Shakuntala Devi is a 2020 Indian Hindi-language biographical drama film tracing the life of mathematician Shakuntala Devi, who was also known as the "human computer". It is written and directed by Anu Menon and produced by Sony Pictures Networks India, Abundantia Entertainment and Genius Films. The film stars Vidya Balan in a titular role as Shakuntala Devi, along with Sanya Malhotra, Amit Sadh and Jisshu Sengupta in supporting roles while child artist Spandan Chaturvedi in her film debut gives a cameo appearance as young Shakuntala.

Principal photography took place from September 2019 to November 2019. Originally planned for cinema release in May 2020, it was delayed owing to COVID-19 pandemic in India. Later, the film was directly streamed on Amazon Prime Video online on 31 July 2020 coinciding with Eid-al-Adha. Vidya Balan was also nominated for the 2021 Filmfare Award for Best Actress.

Plot 
In 2001, Anupama Banerjee arrives in London with her husband Ajay, and reveals that she is suing her mother, Shakuntala Devi.
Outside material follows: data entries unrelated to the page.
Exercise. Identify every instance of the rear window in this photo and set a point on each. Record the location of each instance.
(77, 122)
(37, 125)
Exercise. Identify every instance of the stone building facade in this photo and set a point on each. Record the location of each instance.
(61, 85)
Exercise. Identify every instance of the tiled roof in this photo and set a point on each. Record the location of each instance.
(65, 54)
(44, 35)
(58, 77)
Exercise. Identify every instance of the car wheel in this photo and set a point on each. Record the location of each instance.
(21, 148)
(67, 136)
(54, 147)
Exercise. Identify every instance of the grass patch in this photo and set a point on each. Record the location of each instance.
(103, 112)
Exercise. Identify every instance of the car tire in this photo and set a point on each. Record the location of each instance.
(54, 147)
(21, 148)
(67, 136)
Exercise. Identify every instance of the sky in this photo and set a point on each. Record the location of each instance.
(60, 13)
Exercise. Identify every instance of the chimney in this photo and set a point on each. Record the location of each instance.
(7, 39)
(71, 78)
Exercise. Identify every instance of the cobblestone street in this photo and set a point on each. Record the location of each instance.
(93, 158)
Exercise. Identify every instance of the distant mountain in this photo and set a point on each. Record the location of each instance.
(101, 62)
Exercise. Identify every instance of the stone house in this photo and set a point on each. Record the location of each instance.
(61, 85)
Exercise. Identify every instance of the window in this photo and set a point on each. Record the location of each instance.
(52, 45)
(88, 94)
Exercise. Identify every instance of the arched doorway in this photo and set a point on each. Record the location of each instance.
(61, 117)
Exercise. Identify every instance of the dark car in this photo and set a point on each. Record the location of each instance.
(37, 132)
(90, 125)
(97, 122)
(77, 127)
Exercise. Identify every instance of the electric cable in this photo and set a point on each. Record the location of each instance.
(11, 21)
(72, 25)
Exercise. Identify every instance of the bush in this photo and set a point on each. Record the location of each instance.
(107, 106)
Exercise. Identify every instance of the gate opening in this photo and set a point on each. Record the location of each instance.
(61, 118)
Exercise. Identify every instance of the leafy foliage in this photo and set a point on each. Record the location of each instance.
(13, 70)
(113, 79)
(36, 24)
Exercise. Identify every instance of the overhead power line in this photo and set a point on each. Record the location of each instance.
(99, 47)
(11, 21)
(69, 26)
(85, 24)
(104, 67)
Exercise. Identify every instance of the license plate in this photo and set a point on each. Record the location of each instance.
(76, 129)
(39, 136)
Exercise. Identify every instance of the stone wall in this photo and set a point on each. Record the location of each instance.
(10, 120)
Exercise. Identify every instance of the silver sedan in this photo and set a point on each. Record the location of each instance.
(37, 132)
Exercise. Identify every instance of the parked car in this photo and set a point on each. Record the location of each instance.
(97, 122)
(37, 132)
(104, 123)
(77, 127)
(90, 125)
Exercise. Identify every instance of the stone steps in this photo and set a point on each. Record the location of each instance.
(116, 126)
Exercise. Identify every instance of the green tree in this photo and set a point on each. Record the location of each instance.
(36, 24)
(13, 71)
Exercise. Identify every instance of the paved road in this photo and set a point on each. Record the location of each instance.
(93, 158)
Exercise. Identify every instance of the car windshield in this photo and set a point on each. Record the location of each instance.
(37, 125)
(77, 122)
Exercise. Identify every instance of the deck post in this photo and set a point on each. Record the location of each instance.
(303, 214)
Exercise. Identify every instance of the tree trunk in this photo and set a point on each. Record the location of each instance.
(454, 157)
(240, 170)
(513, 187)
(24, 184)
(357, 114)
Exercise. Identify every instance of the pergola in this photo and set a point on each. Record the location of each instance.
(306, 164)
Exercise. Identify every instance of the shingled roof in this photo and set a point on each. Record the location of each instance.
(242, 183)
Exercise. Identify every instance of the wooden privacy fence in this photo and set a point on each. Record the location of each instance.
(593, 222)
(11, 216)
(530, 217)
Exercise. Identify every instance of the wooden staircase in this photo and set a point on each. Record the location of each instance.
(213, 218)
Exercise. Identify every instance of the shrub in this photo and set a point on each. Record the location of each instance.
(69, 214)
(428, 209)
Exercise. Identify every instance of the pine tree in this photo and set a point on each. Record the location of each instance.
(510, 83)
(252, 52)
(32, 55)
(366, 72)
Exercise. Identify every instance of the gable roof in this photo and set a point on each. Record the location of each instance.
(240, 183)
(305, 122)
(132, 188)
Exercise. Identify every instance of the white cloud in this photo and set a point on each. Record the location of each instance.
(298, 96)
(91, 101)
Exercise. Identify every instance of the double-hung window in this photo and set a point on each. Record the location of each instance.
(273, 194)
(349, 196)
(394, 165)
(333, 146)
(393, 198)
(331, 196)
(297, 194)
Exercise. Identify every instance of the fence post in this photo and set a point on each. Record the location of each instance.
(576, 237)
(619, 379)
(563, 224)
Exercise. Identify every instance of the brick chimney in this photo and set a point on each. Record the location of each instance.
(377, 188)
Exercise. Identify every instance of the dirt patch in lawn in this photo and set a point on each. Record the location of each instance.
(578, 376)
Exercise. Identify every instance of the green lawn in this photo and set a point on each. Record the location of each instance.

The film shifts to Shakuntala Devi's childhood in Bengaluru in the 1930s, where her family discovers her incredible talent for quickly solving complex mathematical problems in her head. Her father, Bishaw, decides to use Shakuntala's talent and have her do "math shows," where she would entertain people with her problem solving prowess. Shakuntala continues to do math shows and earn for the family as she grows up, but blames her father for not letting her live a normal childhood. She also blames her mother for not standing up to him, especially in the wake of her sister's death. In 1954, she leaves for London after a violent altercation with her boyfriend, Dhiraj, after she learns that he had been pretending to love her even though he had a marriage fixed and even the invites printed out.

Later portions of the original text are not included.